From Newton to New Delhi, the new class of fellows at the Kennedy School of Government’s Shorenstein Center have converged in Cambridge to begin their study of American news coverage this week.
Alex S. Jones, director of the Joan Shorenstein Center on the Press, Politics and Public Policy, said that several of this semester’s fellows have extensive international experience.
“We want to see the perspective of the U.S. from abroad,” Jones said.
Every semester, a selection committee invites a handful of journalists to study at the Kennedy School. The fellows are required to focus on independent projects which culminate in a 25-page paper.
In addition, the fellows will host and attend a number of seminars and lunches.
One of this semester’s fellows, Narasimhan Ravi, has served as the editor of The Hindu, an English-language newspaper based in New Delhi.
Ravi will spend his time at Harvard comparing how American, British and South Asian reporters covered the recent war in Iraq.
“I hope to bring a wider perspective back to India,” Ravi said.
Other fellows include Ingrid Lehmann, former director of the United Nations Information Service in Vienna and current professor at the University of Salzburg in Austria; Rebecca MacKinnon, CNN’s Tokyo bureau chief and correspondent; Seth Mnookin ’94, a former Newsweek writer; and Barbie Zelizer, the Raymond Williams professor of communication at the University of Pennsylvania’s Annenberg School for Communication.
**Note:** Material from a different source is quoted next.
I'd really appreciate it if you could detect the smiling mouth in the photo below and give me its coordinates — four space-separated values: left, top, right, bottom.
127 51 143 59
Mnookin, a former Crimson editor and current resident affiliate of Quincy House, will spend the semester finishing his book on the tenure of former New York Times Executive Editor Howell Raines.
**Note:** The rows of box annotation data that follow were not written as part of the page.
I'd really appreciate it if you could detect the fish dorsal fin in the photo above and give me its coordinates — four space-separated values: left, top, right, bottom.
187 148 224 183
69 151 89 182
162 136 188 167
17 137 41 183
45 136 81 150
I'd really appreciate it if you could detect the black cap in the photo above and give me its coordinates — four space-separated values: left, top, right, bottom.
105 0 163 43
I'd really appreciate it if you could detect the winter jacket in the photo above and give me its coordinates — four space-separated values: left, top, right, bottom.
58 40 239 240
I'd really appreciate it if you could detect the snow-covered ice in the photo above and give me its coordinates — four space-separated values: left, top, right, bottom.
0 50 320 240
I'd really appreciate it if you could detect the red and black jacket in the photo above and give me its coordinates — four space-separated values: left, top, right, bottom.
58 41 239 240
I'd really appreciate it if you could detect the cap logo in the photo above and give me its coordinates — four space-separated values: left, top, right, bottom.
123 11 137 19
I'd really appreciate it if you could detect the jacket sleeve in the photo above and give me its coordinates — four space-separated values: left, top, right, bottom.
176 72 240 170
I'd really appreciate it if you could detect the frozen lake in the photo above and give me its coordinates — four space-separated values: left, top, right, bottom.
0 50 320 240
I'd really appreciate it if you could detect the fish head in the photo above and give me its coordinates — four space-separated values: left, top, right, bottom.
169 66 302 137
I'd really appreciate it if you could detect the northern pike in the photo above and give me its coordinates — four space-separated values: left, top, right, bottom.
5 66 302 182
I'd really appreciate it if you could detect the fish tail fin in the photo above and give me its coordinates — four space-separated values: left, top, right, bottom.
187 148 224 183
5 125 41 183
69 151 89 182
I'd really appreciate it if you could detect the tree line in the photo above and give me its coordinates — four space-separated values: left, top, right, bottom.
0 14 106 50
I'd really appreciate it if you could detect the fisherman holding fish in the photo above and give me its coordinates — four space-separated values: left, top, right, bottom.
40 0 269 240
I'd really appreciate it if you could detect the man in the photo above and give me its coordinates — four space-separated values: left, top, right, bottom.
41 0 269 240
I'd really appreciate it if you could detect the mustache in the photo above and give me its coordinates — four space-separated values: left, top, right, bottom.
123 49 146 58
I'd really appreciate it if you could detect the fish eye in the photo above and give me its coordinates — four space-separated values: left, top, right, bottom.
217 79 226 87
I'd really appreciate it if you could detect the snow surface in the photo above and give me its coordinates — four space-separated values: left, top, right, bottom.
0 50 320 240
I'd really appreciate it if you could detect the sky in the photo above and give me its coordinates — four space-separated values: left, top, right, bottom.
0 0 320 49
Zelizer will similarly use her time at the Shorenstein Center to draft a book on photojournalism in the United States.
“[Photos] are the ways in which crises in the news get visually reduced to people facing impending death,” she said.
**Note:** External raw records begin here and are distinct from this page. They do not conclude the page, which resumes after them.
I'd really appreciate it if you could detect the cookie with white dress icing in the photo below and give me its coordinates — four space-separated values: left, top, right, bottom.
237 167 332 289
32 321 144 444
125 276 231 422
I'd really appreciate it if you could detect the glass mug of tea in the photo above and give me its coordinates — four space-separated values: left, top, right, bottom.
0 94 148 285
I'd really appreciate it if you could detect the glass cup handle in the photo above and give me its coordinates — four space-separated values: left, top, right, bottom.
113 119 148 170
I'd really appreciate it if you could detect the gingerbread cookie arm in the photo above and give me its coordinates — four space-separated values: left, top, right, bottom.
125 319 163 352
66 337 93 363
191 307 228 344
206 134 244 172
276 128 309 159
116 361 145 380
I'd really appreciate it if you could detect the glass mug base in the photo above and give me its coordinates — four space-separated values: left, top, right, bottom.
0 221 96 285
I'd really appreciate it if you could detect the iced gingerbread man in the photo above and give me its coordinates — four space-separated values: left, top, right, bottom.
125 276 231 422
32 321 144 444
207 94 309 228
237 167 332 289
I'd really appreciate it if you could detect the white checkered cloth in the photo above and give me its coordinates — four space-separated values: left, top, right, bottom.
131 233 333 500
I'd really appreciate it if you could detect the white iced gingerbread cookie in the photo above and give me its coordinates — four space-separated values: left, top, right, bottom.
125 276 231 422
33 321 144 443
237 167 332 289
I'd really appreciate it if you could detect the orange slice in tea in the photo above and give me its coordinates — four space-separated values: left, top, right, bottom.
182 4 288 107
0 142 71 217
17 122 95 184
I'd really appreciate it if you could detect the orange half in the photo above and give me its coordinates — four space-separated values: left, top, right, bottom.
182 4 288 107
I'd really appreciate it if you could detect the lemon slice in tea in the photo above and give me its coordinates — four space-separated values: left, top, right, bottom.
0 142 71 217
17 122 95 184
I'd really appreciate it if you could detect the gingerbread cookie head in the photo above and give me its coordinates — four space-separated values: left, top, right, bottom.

She cited photos from wars in Afghanistan, Iraq and Liberia as examples of the power of images.
According to Jones, Shorenstein fellows are expected to interact with both Harvard students and faculty throughout their fellowships.
“The Shorenstein fellows, as far as we’re concerned, are available to the students of Harvard,” he said. “Students should feel free to contact them, if they are interested in what the fellows are researching. The fellows are very open to those kinds of contacts.”
Zelizer said that she is looking forward to such collaboration.
“Usually scholars and journalists don’t talk much with each other,” she said. “But the Shorenstein Center is absolutely, strategically trying to break down that barrier.”